Hüsnü Kürkçü : 1980-81 sezonu vatani görevimi yapmak için askere gitmiştim. Rizespor flaş bir takımdı. Bütün takımlara kök söktürüyordu. Osman, Zafer ve Sinan dan muhteşem bir üçlü oluşturulmuş, Rizespor tüm takımların korkulu rüyası olmuştu. Ama ligin ikinci yarısının son maçlarında Rizesporlu futbolcular üzerine görsel ve yazılı basında yapılan açıklamalar takımı olumsuz yönde etkileyerek ve bazı dış etkilerle Rizespor küme düşmüştü. Bu olay beni çok etkilemişti. En çok sevindiğim olay ise; 1987-88 sezonuydu. 1. ligde oynuyoruz. İki maçımız vardı. Biri Sakarya deplasmanı, diğeri de kendi sahamızda Bursaspordu. Durumumuz kötüydü ama bu iki maçı da almamız gerekiyordu. Sakaryaspor ile öyle bir maç oynuyoruz ki tüm Türkiye bizi izliyor. Top bir o kaleye, bir bu kaleye gidip geliyordu. Müthiş bir maç oynuyorduk. Maçın sonlarına yaklaşıyorduk. 3-2 yenik durumdaydık. Bir gol atarak durumu 3-3 yaptık ama bize yetmiyordu. Mutlaka kazanmamız gerekiyordu. Son dakikaları oynuyorduk ve atak üstüne atak yapıyorduk. Son dakikaydı ve müthiş bir gol atarak 4-3 öne geçerek maçı kazanmıştık. Mutluluktan uçuyorduk. Artık Bursa maçını düşünmeye başlamıştık ve son hafta Bursasporu yenerek kümede kalmıştık. O kadar sevinmiştim ki sanki yeniden doğmuş gibiydim. Bu iki maçı hiç unutmam.

Hasan Vezir: 1986-87 sezonunda Rizespor forması altında, son maçta deplasmanda Sakaryasporla oynuyorduk. Bu maçı mutlaka kazanmamız lazımdı. Yenilgi ve beraberlik halinde küme düşeceğiz. Son on beş dakikaya 3-1 yenik halde giriyoruz. Sonra öyle bir kenetleniyoruz ki üst üste attığımız gollerle maçtan 4-3 galip ayrılıyoruz ve Rizespor küme düşmekten kurtuluyor. Bir de futbol hayatımın en zor 90 dakikası dediğim bir maç var. Pazar günü şampiyonluk maçı için İskenderunsporla karşılaşacağız. Maçtan iki gün önce babaannem vefat etti. Tezcan Uzcan hocam, Hasan izinlisin dedi. Oysa o maç Rizespor için çok önemliydi. Oynayayım hocam dedim ve maçı 2-1 kazandık. Maçın skorunu belirleyen gol benim ayağımdan gelmişti.

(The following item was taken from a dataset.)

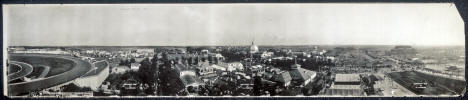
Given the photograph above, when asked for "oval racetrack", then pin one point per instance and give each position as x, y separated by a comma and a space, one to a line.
78, 69
25, 69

Hakan Tecimer: Fenerbahçede oynarken Karşıyakaya röveşata bir gol atmıştım, İzmirde. Sonra Rizesporda oynarken BJKye 30-35 metreden gol atmıştım. GSa karşı oynarken attığım gol -ki o zaman saha topraktı. FB-BJK de şampiyonluk maçı oynarken 2 golü de ben atmıştım. Bunlar unutulmayacak goller. Fenerbahçede oynarken, GS maçında, GS bizi 3-0 yeniyordu. Devre arasında soyunma odasına moralimiz bozuk gittik. Hocamız 5-10 dk bizimle hiç konuşmadı. Sonra bize dedi ki;Sizler bu kadroyla onlardan çok daha iyi futbolcularsınız. İsterseniz ikinci yarı bunları yenersiniz. Ama bir tek ikinci yarı sahaya çıktığınızda ilk 10-15 dk içinde 1 tane gol atmanız gerekir. Eğer golü bulursanız ben inanıyorum onları yenersiniz. Başka da ne bir taktik verdi ne de bir şey söyledi. Dediği gibi de oldu. İlk 10 dk Aykut bir gol attı, 3-1 oldu. GS futbolcular birbirleriyle atışmaya başladılar. Saha içinde bizde bunu gördük ve goller üst üste geldi. Rizede ise GSyı 5-1 yenerken de 2 golüm vardı. GS şampiyon oluyordu. Biz GSnın şampiyonluğunu elinden alıyorduk. BJK berabere kalınca GS şampiyon oldu.